Ce n’est que la troisième fois dans l’histoire que le prix de l’argent franchit le seuil des 40 dollars – auparavant en 1980 et 2011. Le premier rallye a été alimenté par les craintes inflationnistes et les troubles au Moyen-Orient, tandis que le second a suivi la crise de la dette de la zone euro.
La reprise de cette année a été soutenue par des afflux massifs de produits négociés en bourse (ETP) adossés à l'argent, un positionnement long agressif des traders et une demande croissante dans le secteur industriel et en matière d'investissement. Le coût annualisé d’emprunt de l’argent sur le marché londonien – ou taux de location – a grimpé à plus de 30 %, créant d’énormes coûts pour les vendeurs à découvert et amplifiant la pression. La forte demande indienne a encore mis à rude épreuve l'offre, après que des expéditions antérieures vers New York ont créé des pénuries à Londres.

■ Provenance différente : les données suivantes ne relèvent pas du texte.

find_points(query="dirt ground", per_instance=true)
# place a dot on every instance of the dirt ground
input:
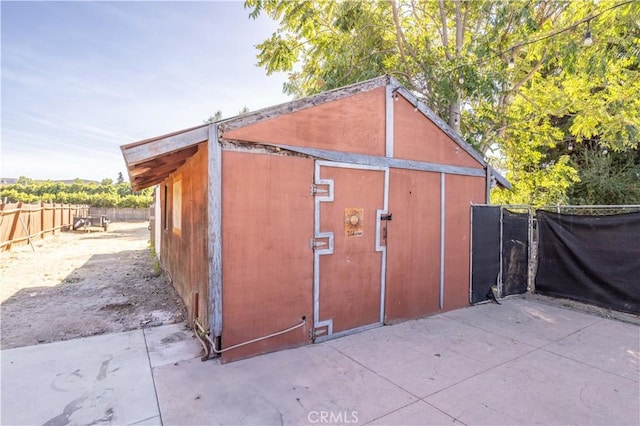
(77, 284)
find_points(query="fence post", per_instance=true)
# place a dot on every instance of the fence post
(42, 219)
(14, 226)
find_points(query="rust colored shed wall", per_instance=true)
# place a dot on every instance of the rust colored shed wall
(413, 245)
(267, 267)
(460, 192)
(354, 124)
(184, 252)
(418, 138)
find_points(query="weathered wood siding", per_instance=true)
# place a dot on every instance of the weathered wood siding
(267, 268)
(355, 124)
(184, 245)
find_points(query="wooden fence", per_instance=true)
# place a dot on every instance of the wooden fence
(121, 214)
(21, 223)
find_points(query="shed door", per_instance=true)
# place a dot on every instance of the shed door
(349, 247)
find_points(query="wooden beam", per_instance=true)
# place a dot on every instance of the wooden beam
(372, 160)
(160, 147)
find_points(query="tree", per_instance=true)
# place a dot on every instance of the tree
(513, 78)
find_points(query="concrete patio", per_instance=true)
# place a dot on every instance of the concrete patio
(522, 362)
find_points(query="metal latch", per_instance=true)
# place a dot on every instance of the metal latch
(315, 190)
(314, 244)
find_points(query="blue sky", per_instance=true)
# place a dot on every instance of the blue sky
(79, 79)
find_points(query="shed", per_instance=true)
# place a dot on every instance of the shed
(315, 218)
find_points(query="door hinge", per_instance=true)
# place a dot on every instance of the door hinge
(316, 190)
(315, 244)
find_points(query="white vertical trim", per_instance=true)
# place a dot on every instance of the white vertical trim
(214, 204)
(389, 121)
(319, 252)
(500, 248)
(381, 248)
(442, 236)
(471, 254)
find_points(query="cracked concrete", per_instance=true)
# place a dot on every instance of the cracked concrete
(523, 362)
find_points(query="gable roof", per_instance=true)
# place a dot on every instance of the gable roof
(150, 161)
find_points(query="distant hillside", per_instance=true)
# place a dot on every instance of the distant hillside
(11, 181)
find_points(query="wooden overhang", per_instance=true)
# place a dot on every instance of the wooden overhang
(151, 161)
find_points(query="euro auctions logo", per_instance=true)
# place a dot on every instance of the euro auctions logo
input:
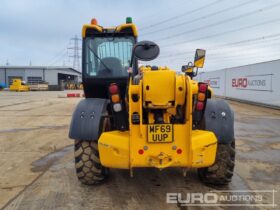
(216, 198)
(253, 82)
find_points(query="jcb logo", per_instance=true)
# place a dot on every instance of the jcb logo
(240, 82)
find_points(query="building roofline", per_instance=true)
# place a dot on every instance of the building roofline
(41, 67)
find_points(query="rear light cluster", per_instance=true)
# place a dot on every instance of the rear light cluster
(200, 103)
(115, 97)
(201, 96)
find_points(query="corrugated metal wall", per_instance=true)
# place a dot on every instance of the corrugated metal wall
(259, 83)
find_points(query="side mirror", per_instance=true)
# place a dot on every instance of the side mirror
(199, 58)
(146, 50)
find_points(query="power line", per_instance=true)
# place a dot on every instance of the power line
(222, 33)
(200, 18)
(181, 15)
(244, 54)
(262, 38)
(221, 22)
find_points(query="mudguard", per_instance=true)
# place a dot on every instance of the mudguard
(86, 118)
(219, 118)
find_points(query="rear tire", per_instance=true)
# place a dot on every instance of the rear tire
(87, 163)
(222, 171)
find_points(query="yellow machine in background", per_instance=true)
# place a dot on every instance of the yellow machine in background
(19, 85)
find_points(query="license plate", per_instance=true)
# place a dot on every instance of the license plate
(160, 133)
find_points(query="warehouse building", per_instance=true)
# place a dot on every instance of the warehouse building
(36, 74)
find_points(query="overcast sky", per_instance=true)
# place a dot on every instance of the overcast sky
(233, 33)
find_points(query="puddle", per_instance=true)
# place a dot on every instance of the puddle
(45, 162)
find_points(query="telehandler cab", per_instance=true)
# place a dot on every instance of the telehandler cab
(149, 116)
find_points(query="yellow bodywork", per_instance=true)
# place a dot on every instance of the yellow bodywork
(18, 85)
(160, 89)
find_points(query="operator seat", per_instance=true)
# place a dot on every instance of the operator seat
(114, 65)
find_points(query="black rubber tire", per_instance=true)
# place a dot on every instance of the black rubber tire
(222, 171)
(87, 163)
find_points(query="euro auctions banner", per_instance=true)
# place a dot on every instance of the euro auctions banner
(257, 82)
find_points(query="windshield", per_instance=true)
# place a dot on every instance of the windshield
(108, 57)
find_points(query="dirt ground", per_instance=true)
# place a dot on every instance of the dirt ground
(37, 168)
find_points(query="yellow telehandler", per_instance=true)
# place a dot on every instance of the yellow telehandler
(148, 116)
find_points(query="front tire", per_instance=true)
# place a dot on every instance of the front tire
(222, 171)
(87, 163)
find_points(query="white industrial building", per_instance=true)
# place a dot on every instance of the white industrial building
(36, 74)
(257, 83)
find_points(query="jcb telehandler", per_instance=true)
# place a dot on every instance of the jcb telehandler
(147, 116)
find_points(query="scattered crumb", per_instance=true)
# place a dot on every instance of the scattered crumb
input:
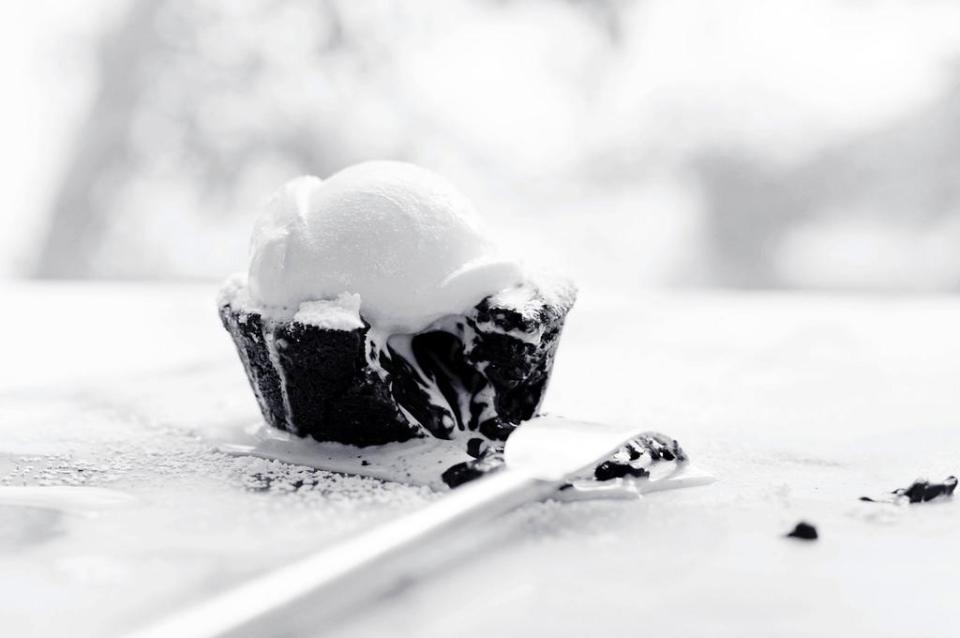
(804, 531)
(920, 491)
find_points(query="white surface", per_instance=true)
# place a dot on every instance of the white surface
(403, 238)
(798, 404)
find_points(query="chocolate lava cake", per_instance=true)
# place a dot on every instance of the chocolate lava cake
(474, 376)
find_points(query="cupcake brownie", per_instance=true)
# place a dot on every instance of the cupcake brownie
(375, 311)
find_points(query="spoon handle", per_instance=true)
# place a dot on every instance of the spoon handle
(366, 564)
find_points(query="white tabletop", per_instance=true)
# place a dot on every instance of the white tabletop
(798, 404)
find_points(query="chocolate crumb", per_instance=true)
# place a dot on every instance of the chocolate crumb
(920, 491)
(804, 531)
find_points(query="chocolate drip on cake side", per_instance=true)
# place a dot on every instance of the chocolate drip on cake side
(483, 373)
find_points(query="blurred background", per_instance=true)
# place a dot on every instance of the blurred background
(748, 144)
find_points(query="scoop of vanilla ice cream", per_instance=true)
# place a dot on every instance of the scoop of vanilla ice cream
(399, 236)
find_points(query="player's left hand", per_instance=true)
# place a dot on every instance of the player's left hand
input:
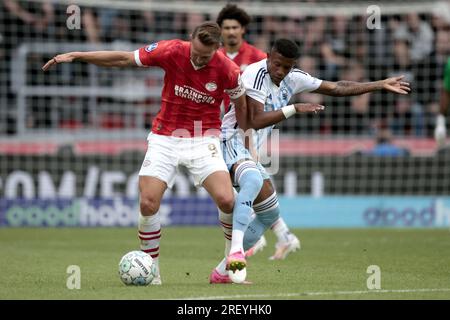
(308, 107)
(66, 57)
(395, 84)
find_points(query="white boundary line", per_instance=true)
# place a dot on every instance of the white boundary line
(320, 293)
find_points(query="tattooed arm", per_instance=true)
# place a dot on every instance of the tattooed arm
(351, 88)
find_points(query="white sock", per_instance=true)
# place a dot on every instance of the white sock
(226, 222)
(237, 241)
(149, 232)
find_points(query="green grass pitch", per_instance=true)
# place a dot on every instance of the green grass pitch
(332, 264)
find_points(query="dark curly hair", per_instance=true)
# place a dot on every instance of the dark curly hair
(233, 12)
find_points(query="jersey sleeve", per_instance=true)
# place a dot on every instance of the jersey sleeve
(253, 83)
(234, 88)
(155, 54)
(447, 76)
(305, 82)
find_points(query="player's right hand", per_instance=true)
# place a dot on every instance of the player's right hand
(60, 58)
(308, 107)
(440, 132)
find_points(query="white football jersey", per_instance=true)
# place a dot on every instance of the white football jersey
(260, 87)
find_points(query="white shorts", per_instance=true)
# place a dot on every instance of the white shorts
(201, 156)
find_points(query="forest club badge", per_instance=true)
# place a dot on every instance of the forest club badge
(211, 86)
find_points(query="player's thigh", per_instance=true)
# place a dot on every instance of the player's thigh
(234, 153)
(160, 161)
(151, 191)
(205, 159)
(266, 191)
(218, 185)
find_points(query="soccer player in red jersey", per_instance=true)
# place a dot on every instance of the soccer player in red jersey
(233, 22)
(187, 128)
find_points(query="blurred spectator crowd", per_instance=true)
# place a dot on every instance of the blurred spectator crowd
(333, 48)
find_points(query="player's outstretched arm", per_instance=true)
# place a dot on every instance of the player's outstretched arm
(440, 131)
(351, 88)
(99, 58)
(258, 118)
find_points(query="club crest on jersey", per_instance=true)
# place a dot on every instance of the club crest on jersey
(151, 47)
(284, 93)
(211, 86)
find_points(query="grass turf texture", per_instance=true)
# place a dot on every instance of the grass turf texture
(332, 264)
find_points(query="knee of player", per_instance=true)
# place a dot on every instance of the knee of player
(251, 178)
(225, 202)
(148, 206)
(248, 174)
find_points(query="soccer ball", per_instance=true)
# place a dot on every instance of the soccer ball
(238, 276)
(137, 268)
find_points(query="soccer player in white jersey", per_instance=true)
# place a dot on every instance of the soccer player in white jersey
(270, 84)
(233, 22)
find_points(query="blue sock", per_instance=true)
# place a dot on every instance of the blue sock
(267, 212)
(250, 182)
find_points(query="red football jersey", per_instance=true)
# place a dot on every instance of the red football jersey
(246, 55)
(189, 95)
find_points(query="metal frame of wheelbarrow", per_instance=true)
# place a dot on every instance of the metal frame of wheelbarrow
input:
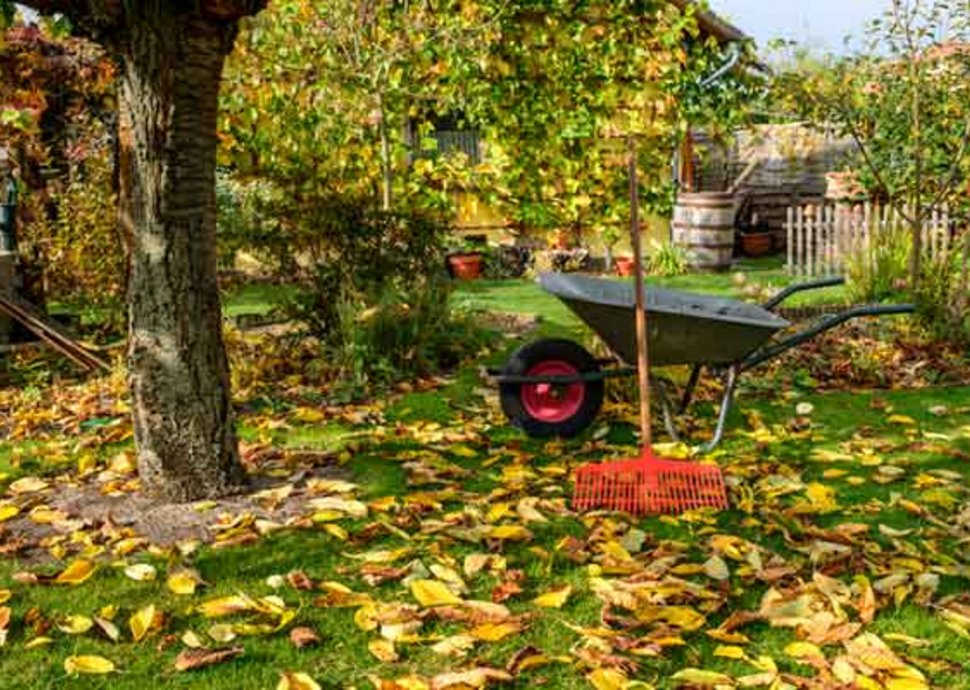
(730, 372)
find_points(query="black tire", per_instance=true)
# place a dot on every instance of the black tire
(550, 350)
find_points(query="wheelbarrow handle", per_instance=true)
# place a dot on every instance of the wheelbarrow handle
(825, 324)
(831, 281)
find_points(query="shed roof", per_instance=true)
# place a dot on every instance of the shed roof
(714, 25)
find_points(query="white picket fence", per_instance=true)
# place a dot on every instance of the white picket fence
(821, 237)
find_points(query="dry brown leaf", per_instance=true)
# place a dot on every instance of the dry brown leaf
(304, 637)
(189, 659)
(473, 678)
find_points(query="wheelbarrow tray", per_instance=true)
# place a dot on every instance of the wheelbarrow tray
(683, 327)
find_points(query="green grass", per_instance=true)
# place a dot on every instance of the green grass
(257, 299)
(469, 435)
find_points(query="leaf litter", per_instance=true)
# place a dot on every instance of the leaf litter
(479, 549)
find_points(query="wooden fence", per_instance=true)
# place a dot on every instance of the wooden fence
(822, 237)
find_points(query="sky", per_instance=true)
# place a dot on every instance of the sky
(820, 23)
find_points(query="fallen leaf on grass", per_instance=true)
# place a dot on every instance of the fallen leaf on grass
(141, 622)
(383, 650)
(607, 679)
(433, 593)
(88, 664)
(554, 599)
(474, 678)
(75, 625)
(700, 677)
(493, 632)
(296, 681)
(183, 582)
(77, 572)
(456, 645)
(304, 637)
(141, 572)
(189, 659)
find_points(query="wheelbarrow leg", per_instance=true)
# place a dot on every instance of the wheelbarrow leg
(731, 383)
(669, 425)
(695, 375)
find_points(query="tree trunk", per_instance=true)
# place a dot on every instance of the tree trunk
(178, 371)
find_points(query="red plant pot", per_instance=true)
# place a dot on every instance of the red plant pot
(757, 244)
(465, 266)
(624, 266)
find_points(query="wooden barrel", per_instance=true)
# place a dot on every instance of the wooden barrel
(704, 225)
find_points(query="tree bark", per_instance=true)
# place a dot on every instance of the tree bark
(178, 370)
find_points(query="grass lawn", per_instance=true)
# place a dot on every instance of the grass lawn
(846, 534)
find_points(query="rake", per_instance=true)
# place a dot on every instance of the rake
(647, 484)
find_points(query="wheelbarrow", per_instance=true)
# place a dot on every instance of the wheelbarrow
(554, 387)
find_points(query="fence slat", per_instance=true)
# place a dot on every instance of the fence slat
(790, 241)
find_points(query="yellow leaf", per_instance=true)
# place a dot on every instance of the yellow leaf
(222, 633)
(8, 511)
(729, 652)
(493, 632)
(510, 533)
(905, 684)
(75, 625)
(141, 622)
(682, 616)
(182, 582)
(296, 681)
(456, 645)
(803, 650)
(607, 679)
(433, 593)
(383, 650)
(141, 572)
(78, 571)
(328, 504)
(553, 599)
(716, 569)
(462, 451)
(191, 639)
(696, 676)
(27, 485)
(88, 664)
(226, 606)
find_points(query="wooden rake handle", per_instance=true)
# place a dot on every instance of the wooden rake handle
(643, 365)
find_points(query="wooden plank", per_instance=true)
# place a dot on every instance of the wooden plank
(32, 321)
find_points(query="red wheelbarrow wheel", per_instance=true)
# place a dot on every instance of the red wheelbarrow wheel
(551, 409)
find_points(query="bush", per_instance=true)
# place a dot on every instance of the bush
(404, 332)
(506, 261)
(875, 273)
(374, 293)
(667, 260)
(943, 294)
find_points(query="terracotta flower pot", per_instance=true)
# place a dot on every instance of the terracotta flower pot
(465, 266)
(756, 244)
(624, 266)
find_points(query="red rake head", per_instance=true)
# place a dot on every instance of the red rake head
(649, 485)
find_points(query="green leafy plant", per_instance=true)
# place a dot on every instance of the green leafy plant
(877, 271)
(944, 294)
(667, 259)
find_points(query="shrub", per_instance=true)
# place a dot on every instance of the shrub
(943, 294)
(874, 273)
(374, 293)
(667, 260)
(506, 261)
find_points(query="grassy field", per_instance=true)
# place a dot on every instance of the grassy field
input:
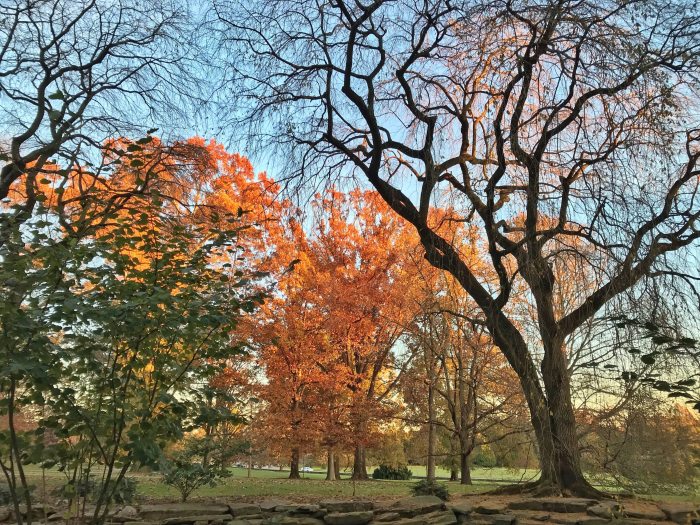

« Contrairement à l'or, l'argent a tendance à être plus cyclique, réagissant fortement aux tendances économiques mondiales, ce qui crée des rendements potentiels plus élevés mais également une plus grande volatilité », a déclaré Manav Modi, analyste – Métaux précieux chez Motilal Oswal Financial Services. « L'arrêt récent des entrées dans les ETF sur l'argent montre des pressions sur l'offre sur le marché. Les prix pourraient continuer à surperformer à court terme, mais les investisseurs doivent se préparer aux fluctuations », a-t-il ajouté.
Les inquiétudes concernant d’éventuels droits de douane américains sur les minéraux essentiels ont également tenu les négociants en haleine. Bien que les métaux précieux aient été exemptés de taxes en avril, l'enquête en cours au titre de l'article 232 à Washington a ravivé les craintes selon lesquelles l'argent, le platine et le palladium pourraient être inclus dans de futures restrictions, resserrant ainsi l'offre.
Selon Goldman Sachs, le marché de l’argent est environ neuf fois plus petit que celui de l’or, ce qui amplifie les fluctuations des prix. « Sans une tentative de la banque centrale d'ancrer les prix de l'argent, même un retrait temporaire des flux d'investissement pourrait déclencher une correction disproportionnée », notent les analystes.
« L'attrait de l'argent est double : il agit comme une protection contre l'incertitude économique et offre une exposition industrielle », a déclaré Aksha Kamboj, vice-président de l'India Bullion & Jewelers Association (IBJA). « Les investisseurs devraient envisager une approche disciplinée et systématique pour bénéficier des mouvements potentiels des prix tout en gérant les risques. »
Yash Sedani, vice-président adjoint de la stratégie d'investissement chez 1 Finance, a déclaré : « Pour les investisseurs ayant un appétit pour le risque modéré, la clé réside dans le maintien d'une allocation d'actifs disciplinée et alignée sur leurs objectifs financiers et leur tolérance au risque. Chaque classe d'actifs, y compris l'or et l'argent, a ses propres caractéristiques, cycles de rendement et modèles de volatilité. les métaux peuvent jouer un rôle de couverture ou de diversification, mais leur poids dans le portefeuille doit être calibré en fonction du profil de l'investisseur et non de sa performance récente. Une hausse d’un an ne devrait pas dicter les décisions d’allocation. Il est conseillé de travailler avec un conseiller financier qualifié pour élaborer et revoir une stratégie de répartition d'actifs personnalisée. L’équilibre, et non l’impulsion, garantit la tranquillité d’esprit et la résilience financière tout au long des cycles de marché. »
La dynamique reste néanmoins forte. Les métaux précieux ont gagné entre 56% et 81% cette année. Avec l'attente de nouvelles baisses de taux de la Réserve fédérale, les analystes estiment que l'argent et l'or pourraient prolonger leur hausse record. Bank of America a relevé son objectif d'argent pour 2026 à 65 dollars, invoquant des déficits persistants de l'offre et la baisse des taux d'intérêt mondiaux.